Olga: Interessant. En dan terug naar de ICT, welke systemen en gebruik jij je werk? R4(H): Moet ik politioneel opnoemen? Ha-ha.

Olga: Ik heb nu BVH, IB, OPP en... dat zijn ze of niet? R4(H): Wel wat meer maar globaal wel, ja.

Olga: En dat zijn systemen die gegevens laten zien.

R4(H): Ja. Althans BVH is ons invoer, gegevensinvoersysteem. Dus eigenlijk alle

aanhoudingen, al schriftelijk werk, zeg maar, buiten bekeuringen gaat in BVH. Ja en dan heb je het de recherche werkt ook met een soort BVH, maar dat heeft weer anders, dat een andere. Daar werken wij eigenlijk in het dagelijkse politiewerk niet mee. En in OPP staan

eigenlijk... Daar kan je signalering in vinden maar daar kan je ook mensen mee signaleren zeg maar. Je kan er iets meer dan alleen dat door maar dat.

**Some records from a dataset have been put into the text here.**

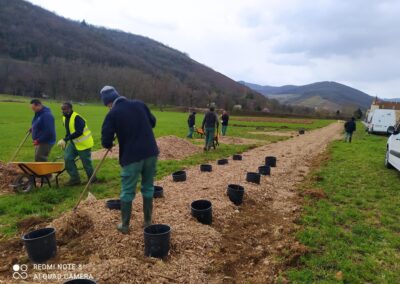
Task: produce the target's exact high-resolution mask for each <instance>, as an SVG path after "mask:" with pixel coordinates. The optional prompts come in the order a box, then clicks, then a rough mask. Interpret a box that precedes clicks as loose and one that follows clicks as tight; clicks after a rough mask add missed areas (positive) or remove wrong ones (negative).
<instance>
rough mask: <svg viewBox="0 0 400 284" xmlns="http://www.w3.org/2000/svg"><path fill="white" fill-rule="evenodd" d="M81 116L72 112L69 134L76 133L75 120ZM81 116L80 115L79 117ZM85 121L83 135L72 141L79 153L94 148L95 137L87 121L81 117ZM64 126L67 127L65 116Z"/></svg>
mask: <svg viewBox="0 0 400 284" xmlns="http://www.w3.org/2000/svg"><path fill="white" fill-rule="evenodd" d="M78 115H79V114H78V113H77V112H72V114H71V117H70V119H69V126H68V127H69V133H71V134H72V133H75V118H76V116H78ZM79 116H80V115H79ZM80 117H81V118H82V119H83V120H84V121H85V128H84V129H83V134H82V135H81V136H79V137H78V138H75V139H73V140H72V142H73V143H74V145H75V147H76V149H77V150H78V151H83V150H86V149H90V148H92V147H93V145H94V142H93V136H92V132H91V131H90V129H89V127H88V125H87V122H86V120H85V119H84V118H83V117H82V116H80ZM63 124H64V126H65V116H63Z"/></svg>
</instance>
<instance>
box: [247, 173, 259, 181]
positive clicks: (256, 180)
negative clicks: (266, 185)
mask: <svg viewBox="0 0 400 284" xmlns="http://www.w3.org/2000/svg"><path fill="white" fill-rule="evenodd" d="M246 181H248V182H252V183H256V184H260V174H259V173H253V172H248V173H247V175H246Z"/></svg>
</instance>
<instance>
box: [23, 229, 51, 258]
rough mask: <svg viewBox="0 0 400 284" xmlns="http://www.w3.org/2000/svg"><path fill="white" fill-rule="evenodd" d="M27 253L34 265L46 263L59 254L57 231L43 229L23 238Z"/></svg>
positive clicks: (36, 230)
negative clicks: (49, 260)
mask: <svg viewBox="0 0 400 284" xmlns="http://www.w3.org/2000/svg"><path fill="white" fill-rule="evenodd" d="M22 240H23V242H24V245H25V249H26V252H27V253H28V257H29V259H30V260H31V261H32V262H33V263H44V262H46V261H47V260H49V259H50V258H53V257H55V256H56V254H57V244H56V230H55V229H54V228H43V229H39V230H35V231H32V232H29V233H27V234H25V235H24V236H23V237H22Z"/></svg>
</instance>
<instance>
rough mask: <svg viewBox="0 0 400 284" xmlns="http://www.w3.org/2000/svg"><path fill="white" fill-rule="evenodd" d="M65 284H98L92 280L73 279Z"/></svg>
mask: <svg viewBox="0 0 400 284" xmlns="http://www.w3.org/2000/svg"><path fill="white" fill-rule="evenodd" d="M64 284H96V282H95V281H94V280H90V279H71V280H68V281H67V282H64Z"/></svg>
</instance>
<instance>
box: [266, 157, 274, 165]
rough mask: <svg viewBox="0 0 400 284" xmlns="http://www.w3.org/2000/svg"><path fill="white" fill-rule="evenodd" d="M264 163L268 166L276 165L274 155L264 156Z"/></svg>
mask: <svg viewBox="0 0 400 284" xmlns="http://www.w3.org/2000/svg"><path fill="white" fill-rule="evenodd" d="M265 165H266V166H270V167H276V157H274V156H267V157H265Z"/></svg>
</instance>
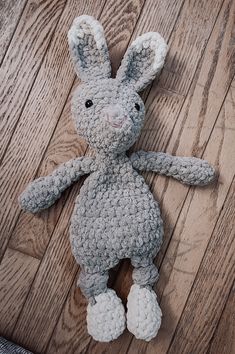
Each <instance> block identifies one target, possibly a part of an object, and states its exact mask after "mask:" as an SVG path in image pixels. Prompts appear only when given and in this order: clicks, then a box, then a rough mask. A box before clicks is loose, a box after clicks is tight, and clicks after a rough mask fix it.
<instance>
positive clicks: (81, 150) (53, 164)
mask: <svg viewBox="0 0 235 354" xmlns="http://www.w3.org/2000/svg"><path fill="white" fill-rule="evenodd" d="M76 83H77V82H76ZM74 87H76V85H75V86H74ZM72 91H73V90H72ZM71 97H72V93H71V94H70V95H69V98H68V100H67V103H66V106H65V108H64V110H63V113H62V115H61V118H60V120H59V123H58V125H57V127H56V130H55V133H54V134H53V137H52V139H51V141H50V144H49V146H48V148H47V150H46V153H45V155H44V156H43V160H42V162H41V164H40V166H39V168H38V171H37V175H36V177H40V176H46V175H48V174H50V173H51V172H52V171H53V170H54V169H55V168H56V167H57V166H58V165H60V164H61V163H63V162H65V161H68V160H70V159H72V158H75V157H78V156H83V155H84V154H85V152H86V149H87V144H86V143H85V141H83V140H82V139H81V138H80V137H79V136H78V134H77V133H76V131H75V128H74V125H73V122H72V119H71ZM83 180H84V179H81V182H79V183H80V184H81V183H82V181H83ZM70 190H71V188H69V189H68V190H67V191H65V192H64V193H63V194H62V196H61V198H60V199H59V200H58V201H57V202H56V203H55V205H54V206H53V207H52V208H49V209H47V210H44V211H42V212H41V213H39V214H36V215H33V214H30V213H24V212H21V213H20V217H19V219H18V221H17V224H16V227H15V228H14V230H13V233H12V236H11V239H10V243H9V245H10V247H12V248H14V249H18V250H20V251H22V252H25V253H27V254H29V255H31V256H33V257H37V258H39V259H41V258H42V257H43V254H44V252H45V250H46V247H47V245H48V242H49V240H50V238H51V235H52V233H53V231H54V228H55V225H56V223H57V221H58V219H59V217H60V215H61V211H62V209H63V207H64V205H65V203H66V200H67V198H68V194H69V192H70Z"/></svg>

Olga: Wat ik ook van je collega's heb begrepen is dat jullie heel veel systemen hebben, maar die systemen aan elkaar gekoppeld zijn.

R4(H): Ja, in mijn telefoon heeft bijvoorbeeld MEOS. IB en BVH zijn daaraan gekoppelt. In MEOS. in die app kan ik een bekeuring uitschrijven. Maar kan ik ook een persoon bevragen. En ik kan ook een mutatie maken die vervolgens weer in BVH terecht komt of een aangifte. Olga: Duidelijk. En heb je contact met mensen die toezicht houden over deze systemen? Infodesk bijvoorbeeld.

R4(H): Vaak? Enige keren. Eigenlijk als ik er contact mee heb is het omdat we zo heel vaak onze wachtwoorden moet veranderen. Dat je dan te laat bent of je het niet meer weet. Dat is eigenlijk de grootste reden. Als ik een keer contact ze neem.

Olga: Vind je dat deze ICT-systemen effect hebben op jouw discretie of jouw beleidsvrijheid? R4(H): Eerder positief voor de burger, dan positief voor ons. In de zin van bekeuringen uitschrijven, kijk de ene is heel handig in het schrijven van een bekeuring op hun telefoon. Maar soms duurt het zo lang. Terwijl je eigenlijk meer wil dan alleen de bekeuring schrijven, maar ik kan me voorstellen. ik wil niet zeggen dat ik dat doe, maar ik kan me voorstellen dat collega's wel eens denken "pff ja, voor alleen het parkeren laat maar zitten". Dat het toch wel aardig wat handelingen verrichten. Je bent dan ruim 10 minuten of een kwartiertje bezig dan alleen die dubbel parkeren.

Olga: Door het systeem?

R4(H): Ja. Het is niet heel snel, als je vergelijkt hoe snel je eigen smartphone is en hoe gewoon het internet is op je smartphone. Dan gaat het op MEOS zeg maar veel trager. Maar. Of het met de telefoon te maken heeft of met de software durf ik niet zeggen, maar ik vind het vrij traag werken.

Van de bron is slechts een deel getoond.